Faith of Correspondents?

Lex Spoon lex at cc.gatech.edu
Mon Nov 15 11:14:11 UTC 1999


Bijan Parsia <bparsia at email.unc.edu> wrote:
> > Bijan Parsia <bparsia at email.unc.edu> wrote:
> > > Right now, it's *impossible* to write a web
> > > server/web application that can handle multiple simlultanous
requests
> > (at
> > > least, on the mac). 
> > 
> > Why can't it?  I just tried, and I'm downloading two different
versions
> > of osprocess off of the Squeak swiki, which is running on a mac. 
Both
> > download progress bars are updating simultaneously.
> 
> We're the *requests* truely simultaneous? Yes, the *serving* can
happen,
> but there is a period after receiving a request wherein the sever
refuses
> connections. C'mon. We see this all the time on the Squeak Swiki
(which
> has multithreaded PWS processing, so *that's* not what's causing
> difficulty).
> 

No, but you just said "simultaneous" requests, so it wasn't clear what
you meant.  The more specific feature you describe is indeed important
on a busy server.

However, the necessary primitive for it is now in; one just needs to
lobby some Mac programmer or another to try and implement it.  (It looks
like this is happening).  And incidentally, minnow has an unrelated
problem lately: it seems to have decided that 4 sockets are enough for
anyone.  This is odd, because other Mac servers will allow many more
connections to be open at once.


[ networking is unstable on Bijan's Macs ]

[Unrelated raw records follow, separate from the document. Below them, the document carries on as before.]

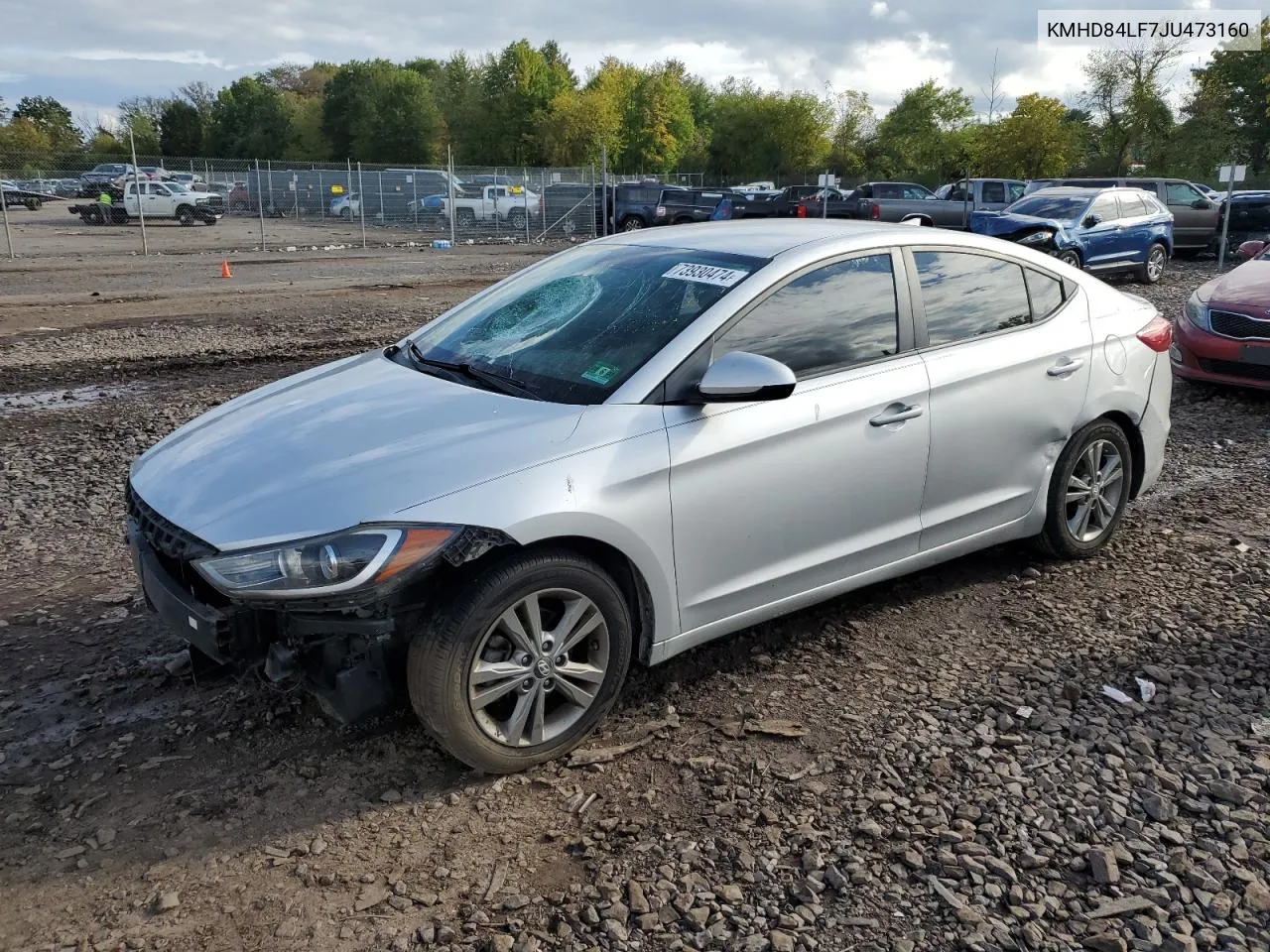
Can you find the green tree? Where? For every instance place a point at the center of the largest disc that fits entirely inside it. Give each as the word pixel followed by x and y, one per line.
pixel 1032 143
pixel 659 125
pixel 24 136
pixel 53 118
pixel 767 134
pixel 1124 95
pixel 855 125
pixel 250 121
pixel 373 111
pixel 181 130
pixel 518 86
pixel 925 135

Ahhh, you've been seeing a lot of crashes.  That's not good.  Have you
tried hashing out what went wrong over on the pws list?  Perhaps
ConnectionQueue was running out of sockets and busy looping.  We (Tech
squeakers) have a patch that keeps this from becoming a hard crash, if
this is the problem.  Hopefully this patch becomes a squeak default
eventually.

In any case, this thread started out about rehashing sockets for
performance reasons, and I had thought you were complaining that current
Squeak's are too slow for practical use.  I now see that you are
complaining about stability, which is important but different.

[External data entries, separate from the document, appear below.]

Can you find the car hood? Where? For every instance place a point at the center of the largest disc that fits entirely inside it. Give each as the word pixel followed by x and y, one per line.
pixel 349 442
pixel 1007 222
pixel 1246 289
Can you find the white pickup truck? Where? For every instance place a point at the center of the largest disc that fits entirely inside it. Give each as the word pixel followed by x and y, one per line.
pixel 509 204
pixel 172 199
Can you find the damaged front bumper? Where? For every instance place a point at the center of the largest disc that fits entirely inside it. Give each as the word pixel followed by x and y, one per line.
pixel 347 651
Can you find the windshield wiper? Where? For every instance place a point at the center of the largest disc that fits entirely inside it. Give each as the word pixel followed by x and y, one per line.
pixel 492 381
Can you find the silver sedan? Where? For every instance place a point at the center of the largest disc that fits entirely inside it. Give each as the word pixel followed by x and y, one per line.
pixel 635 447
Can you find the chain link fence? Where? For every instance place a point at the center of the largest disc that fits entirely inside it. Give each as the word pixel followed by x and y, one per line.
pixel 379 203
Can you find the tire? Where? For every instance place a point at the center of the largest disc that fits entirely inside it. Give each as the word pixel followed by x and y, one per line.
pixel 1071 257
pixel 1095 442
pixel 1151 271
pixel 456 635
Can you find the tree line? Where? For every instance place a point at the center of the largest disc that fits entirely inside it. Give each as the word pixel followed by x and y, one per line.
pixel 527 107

The biggest stability bugs we've found at GT have been in dealing with
the situation where sockets have run out.  The second biggest problem is
in the way sockets are shut down; TCP is picky about how it's down, and
if you do it wrong, the connection will get aborted early.  We've done a lot
of beating on Squeak networking, and not seen a need for any primitives
other than the listenOn:backlog: one that got added recently.